Key benchmarks for Hebrew chatbots (Israeli market, 2025-2026):
| Metric | Good | Average | Needs Improvement |
|---|
| Completion rate | > 70% | 50-70% | < 50% |
| Escalation rate | < 15% | 15-30% | > 30% |
| Abandonment rate | < 20% | 20-35% | > 35% |
| Avg session length | 4-8 messages | 8-15 messages | > 15 messages |
| First-contact resolution | > 65% | 45-65% | < 45% |
Step 3: Drop-off Point Detection
Identify where users abandon conversations. This reveals UX problems, confusing prompts, or missing capabilities:
detect_drop_off_points(conversations) filters to outcome == "abandoned" and returns three Counter.most_common slices: drop-off by conversation depth (message count), by active intent at drop (walking from the tail to the first message with an intent), and by last bot message (first 80 chars, walking from the tail for the last sender == "bot").

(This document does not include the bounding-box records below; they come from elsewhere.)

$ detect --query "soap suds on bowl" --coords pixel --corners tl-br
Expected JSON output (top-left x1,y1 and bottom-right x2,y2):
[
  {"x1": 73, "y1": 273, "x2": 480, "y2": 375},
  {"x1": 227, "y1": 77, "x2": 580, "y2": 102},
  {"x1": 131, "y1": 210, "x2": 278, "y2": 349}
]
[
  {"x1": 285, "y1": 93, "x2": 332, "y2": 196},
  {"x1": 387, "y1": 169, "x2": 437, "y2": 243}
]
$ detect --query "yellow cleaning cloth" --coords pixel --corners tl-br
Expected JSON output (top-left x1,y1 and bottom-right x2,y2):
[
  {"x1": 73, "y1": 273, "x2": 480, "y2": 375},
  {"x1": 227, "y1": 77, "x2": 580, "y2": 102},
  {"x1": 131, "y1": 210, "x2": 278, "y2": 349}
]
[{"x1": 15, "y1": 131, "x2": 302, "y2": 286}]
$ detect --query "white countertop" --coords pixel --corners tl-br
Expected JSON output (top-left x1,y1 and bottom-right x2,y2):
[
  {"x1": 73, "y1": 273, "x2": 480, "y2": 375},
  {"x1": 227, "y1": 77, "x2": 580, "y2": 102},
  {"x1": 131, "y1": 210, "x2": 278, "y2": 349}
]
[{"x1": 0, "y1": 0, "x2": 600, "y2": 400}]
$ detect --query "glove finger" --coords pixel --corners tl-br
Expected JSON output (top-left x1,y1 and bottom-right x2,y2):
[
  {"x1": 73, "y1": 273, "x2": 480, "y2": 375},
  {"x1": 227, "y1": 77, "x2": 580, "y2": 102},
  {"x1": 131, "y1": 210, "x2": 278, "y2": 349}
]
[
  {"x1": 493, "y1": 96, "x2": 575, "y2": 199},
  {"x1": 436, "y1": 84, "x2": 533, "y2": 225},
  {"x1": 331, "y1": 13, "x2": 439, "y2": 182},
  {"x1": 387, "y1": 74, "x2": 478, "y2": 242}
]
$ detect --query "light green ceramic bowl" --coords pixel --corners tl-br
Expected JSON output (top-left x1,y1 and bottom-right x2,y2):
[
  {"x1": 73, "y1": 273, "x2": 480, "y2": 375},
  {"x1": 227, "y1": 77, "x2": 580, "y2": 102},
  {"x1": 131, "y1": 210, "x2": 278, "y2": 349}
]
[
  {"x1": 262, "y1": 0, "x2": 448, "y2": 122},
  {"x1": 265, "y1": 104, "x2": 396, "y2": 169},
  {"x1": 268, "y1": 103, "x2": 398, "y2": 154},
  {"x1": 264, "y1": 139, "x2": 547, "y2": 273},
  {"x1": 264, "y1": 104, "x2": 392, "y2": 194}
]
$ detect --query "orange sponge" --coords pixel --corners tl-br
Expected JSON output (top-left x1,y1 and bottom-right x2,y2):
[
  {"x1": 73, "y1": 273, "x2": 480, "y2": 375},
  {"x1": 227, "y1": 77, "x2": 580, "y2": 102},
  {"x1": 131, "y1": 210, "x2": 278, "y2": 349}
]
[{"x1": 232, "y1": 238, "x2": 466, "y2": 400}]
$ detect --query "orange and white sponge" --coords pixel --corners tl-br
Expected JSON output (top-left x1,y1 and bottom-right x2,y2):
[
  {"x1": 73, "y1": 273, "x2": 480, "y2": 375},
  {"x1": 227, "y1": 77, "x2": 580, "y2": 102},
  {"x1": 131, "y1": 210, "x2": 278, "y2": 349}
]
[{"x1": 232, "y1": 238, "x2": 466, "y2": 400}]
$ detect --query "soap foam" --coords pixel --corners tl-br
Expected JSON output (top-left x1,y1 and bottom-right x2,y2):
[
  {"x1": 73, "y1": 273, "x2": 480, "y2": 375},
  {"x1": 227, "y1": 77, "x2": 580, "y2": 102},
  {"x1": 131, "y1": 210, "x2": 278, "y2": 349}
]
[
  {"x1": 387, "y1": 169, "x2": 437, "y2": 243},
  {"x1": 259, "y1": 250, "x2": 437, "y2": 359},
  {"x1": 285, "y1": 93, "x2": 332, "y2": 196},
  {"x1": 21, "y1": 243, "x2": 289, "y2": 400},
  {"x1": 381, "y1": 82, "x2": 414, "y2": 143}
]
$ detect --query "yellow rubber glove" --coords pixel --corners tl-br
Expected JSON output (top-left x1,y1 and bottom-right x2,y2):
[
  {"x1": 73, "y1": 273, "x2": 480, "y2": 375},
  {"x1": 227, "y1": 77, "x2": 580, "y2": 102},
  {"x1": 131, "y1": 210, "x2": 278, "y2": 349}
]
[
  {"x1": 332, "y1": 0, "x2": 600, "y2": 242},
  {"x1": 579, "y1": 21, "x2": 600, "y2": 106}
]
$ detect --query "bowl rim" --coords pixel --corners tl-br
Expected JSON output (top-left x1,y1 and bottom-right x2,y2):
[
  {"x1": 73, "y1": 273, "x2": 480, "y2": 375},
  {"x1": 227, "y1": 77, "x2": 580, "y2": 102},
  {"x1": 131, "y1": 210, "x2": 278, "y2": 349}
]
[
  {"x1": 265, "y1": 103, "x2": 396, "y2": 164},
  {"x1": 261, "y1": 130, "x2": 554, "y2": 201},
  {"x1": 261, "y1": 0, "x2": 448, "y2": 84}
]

detect_conversation_loops(conversations, threshold=3) flags sessions where the bot repeats the same text ≥ threshold times in a row by scanning the bot-message stream and tracking a consecutive-repeat counter; emit {session_id, repeated_message, repeat_count, total_messages} for each looped session.
Step 4: Hebrew Sentiment Analysis
Hebrew sentiment analysis requires special handling due to morphological complexity, negation patterns, and slang. Use DictaBERT (encoder, classification) or DictaLM 2.0-Instruct (generative, 7B parameters, Mistral-based) for production accuracy, AlephBERT (onlplab/alephbert-base from BIU's OnlpLab) as an alternative encoder baseline, or a lexicon-based approach for lightweight analysis. DictaLM 2.0 (released July 2024) is the current state-of-the-art Hebrew LLM from Dicta and ships an instruct variant trained on roughly 200B Hebrew+English tokens with a 2.76 tokens-per-word compression rate, useful when you need a single model to classify sentiment AND summarize the conversation in Hebrew prose for the ops team.

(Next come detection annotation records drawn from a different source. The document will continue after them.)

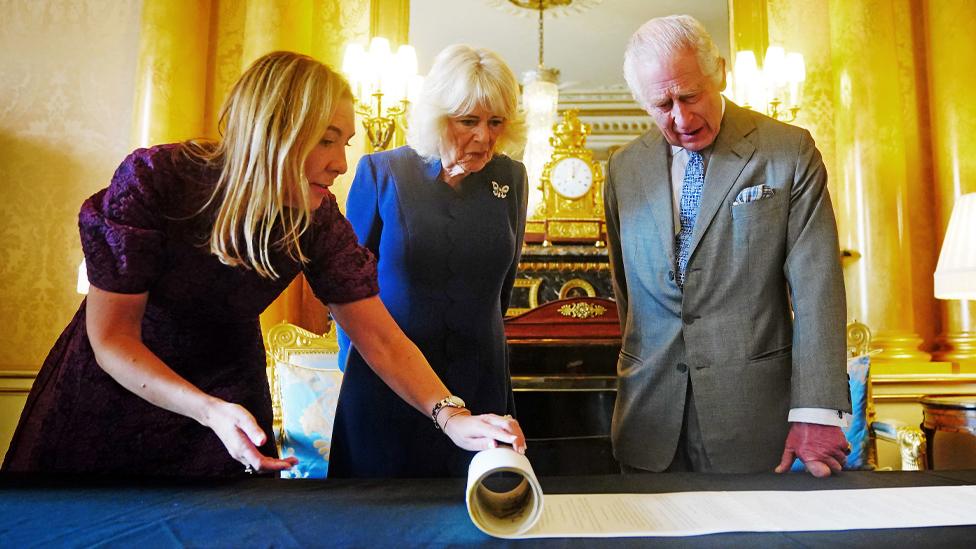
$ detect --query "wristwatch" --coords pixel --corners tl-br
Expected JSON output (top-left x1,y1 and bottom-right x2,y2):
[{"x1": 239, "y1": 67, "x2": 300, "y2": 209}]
[{"x1": 430, "y1": 395, "x2": 467, "y2": 431}]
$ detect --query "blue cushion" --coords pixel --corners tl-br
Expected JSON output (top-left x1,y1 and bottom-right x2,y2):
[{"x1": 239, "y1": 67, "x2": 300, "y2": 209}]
[
  {"x1": 275, "y1": 361, "x2": 342, "y2": 478},
  {"x1": 790, "y1": 355, "x2": 872, "y2": 471}
]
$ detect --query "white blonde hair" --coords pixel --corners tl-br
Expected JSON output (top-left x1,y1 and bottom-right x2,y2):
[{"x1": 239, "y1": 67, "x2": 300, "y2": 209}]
[
  {"x1": 184, "y1": 51, "x2": 352, "y2": 279},
  {"x1": 407, "y1": 44, "x2": 525, "y2": 159},
  {"x1": 624, "y1": 15, "x2": 725, "y2": 109}
]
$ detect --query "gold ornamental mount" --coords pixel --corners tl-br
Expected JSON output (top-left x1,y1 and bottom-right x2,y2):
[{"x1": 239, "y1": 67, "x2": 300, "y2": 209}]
[{"x1": 508, "y1": 0, "x2": 573, "y2": 10}]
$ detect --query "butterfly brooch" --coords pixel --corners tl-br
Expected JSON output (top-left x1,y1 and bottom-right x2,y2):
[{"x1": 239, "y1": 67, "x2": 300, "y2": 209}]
[{"x1": 491, "y1": 181, "x2": 509, "y2": 198}]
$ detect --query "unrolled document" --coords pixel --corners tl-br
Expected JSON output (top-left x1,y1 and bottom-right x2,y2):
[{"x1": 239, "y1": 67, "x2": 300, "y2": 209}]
[{"x1": 466, "y1": 448, "x2": 976, "y2": 538}]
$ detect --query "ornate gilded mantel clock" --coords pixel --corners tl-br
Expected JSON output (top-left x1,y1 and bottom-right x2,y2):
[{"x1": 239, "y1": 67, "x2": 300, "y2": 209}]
[{"x1": 540, "y1": 109, "x2": 605, "y2": 244}]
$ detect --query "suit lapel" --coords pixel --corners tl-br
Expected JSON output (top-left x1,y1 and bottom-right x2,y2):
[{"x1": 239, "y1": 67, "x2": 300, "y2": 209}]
[
  {"x1": 688, "y1": 99, "x2": 756, "y2": 257},
  {"x1": 636, "y1": 131, "x2": 674, "y2": 265}
]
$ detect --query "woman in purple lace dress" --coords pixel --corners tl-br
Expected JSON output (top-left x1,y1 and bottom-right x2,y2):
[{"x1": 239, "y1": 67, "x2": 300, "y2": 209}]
[{"x1": 3, "y1": 52, "x2": 524, "y2": 476}]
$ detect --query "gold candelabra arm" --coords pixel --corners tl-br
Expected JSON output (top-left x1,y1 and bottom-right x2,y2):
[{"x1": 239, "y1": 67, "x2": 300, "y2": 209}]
[{"x1": 356, "y1": 92, "x2": 407, "y2": 151}]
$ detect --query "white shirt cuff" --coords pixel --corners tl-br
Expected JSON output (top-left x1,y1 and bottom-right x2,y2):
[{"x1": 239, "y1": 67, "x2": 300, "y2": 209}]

Using DictaBERT (recommended for production):
Build HebrewSentimentAnalyzer around the dicta-il/dictabert-sentiment model (3-class: negative/neutral/positive).
from transformers import AutoTokenizer, AutoModelForSequenceClassification
import torch
tok = AutoTokenizer.from_pretrained("dicta-il/dictabert-sentiment")
model = AutoModelForSequenceClassification.from_pretrained("dicta-il/dictabert-sentiment").eval()
Wrap tok(text, return_tensors="pt", truncation=True, max_length=512, padding=True) + torch.softmax(model(**inputs).logits, dim=-1), then map each probability row to {label, score, scores} (label = argmax over ["negative","neutral","positive"]). Add an analyze_batch(texts, batch_size=32) that loops over slices.
Hebrew-specific sentiment challenges (summary):
- Negation: "לא" before an adjective flips meaning. "לא רע" (not bad) reads mildly positive in Israeli usage.
- Sarcasm and irony: very common in Israeli communication ("יופי, בדיוק מה שחיכיתי לו" can be deeply negative). DictaBERT handles some of it; fine-tune on domain data for better coverage.
- Slang: evolves fast. "אחלה" / "סבבה" / "בומבה" are positive, "חרא" / "פאדיחה" are negative, "וואלה" is context-dependent.
- Mixed Hebrew-English: users mix English words into Hebrew ("ה-support שלכם גרוע"). Ensure your model or lexicon handles both scripts in one message.
See references/hebrew-sentiment-guide.md for the full treatment of these challenges, including the slang lexicon and negation-handling code.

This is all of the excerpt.